Unmerciful Disaster


chris_icon.gif corbin_icon.gif

Scene Title Unmerciful Disaster
Synopsis It's not the long lost Lenore who comes calling, but a face from Corbin's past to join his present.
Date February 19, 2020

Corbin Ayers' House

Once upon a midnight dreary, while I pondered, weak and weary,

Over many a quaint and curious volume of forgotten lore —

Streetlights are a luxury generally not afforded to the quaint neighborhoods of the New York City Safe Zone. If they were then such a sight that would be revealed.

In the latest part of the night, the earliest time of the morning, a horse and rider have found their way through the maze of streets. Without the sickly glow of yellow lamplight, features are hidden within the deepest of shadows, creating an indistinguishable figure. The two appear as some otherworldly creature, a two-headed and four-legged monster. Perhaps the Jabberwock has found new hunting grounds?
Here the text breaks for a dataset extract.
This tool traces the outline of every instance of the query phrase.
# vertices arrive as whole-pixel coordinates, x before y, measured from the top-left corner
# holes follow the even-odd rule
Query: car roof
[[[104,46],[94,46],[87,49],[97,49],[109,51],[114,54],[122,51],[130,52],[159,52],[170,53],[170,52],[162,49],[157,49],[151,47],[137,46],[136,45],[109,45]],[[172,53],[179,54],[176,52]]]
For some time the beast stands idle, the swish of a tail and the jangle of tack giving small signs of life. Minutes pass like hours or years until one form separates from the other. The rider finally loops reins over the pommel and swings out of the saddle. Feet touch the ground lightly, carry the night-cloaked figure from the horse’s side and to the door where a fist raps against it.


While I nodded, nearly napping, suddenly there came a tapping,

As of some one gently rapping, rapping at my chamber door.

Corbin Ayers’ House

NYC Safe Zone, New York

February 19, 2020

2:57 am

“’Tis some visitor,” I muttered, “tapping at my chamber door —

“Only this and nothing more.”

A minute passes, and then another. Then more urgently


Chris Ayers has the address memorized since the day he'd reunited with his uncle. It's possible he'd gotten the wrong house, not going to lie, but highly unlikely. Even in the dark, even without proper lighting, he's sure he's at the right door. One foot slides back and to the side, he finds the silhouette of his horse still waiting, ears back in tired annoyance.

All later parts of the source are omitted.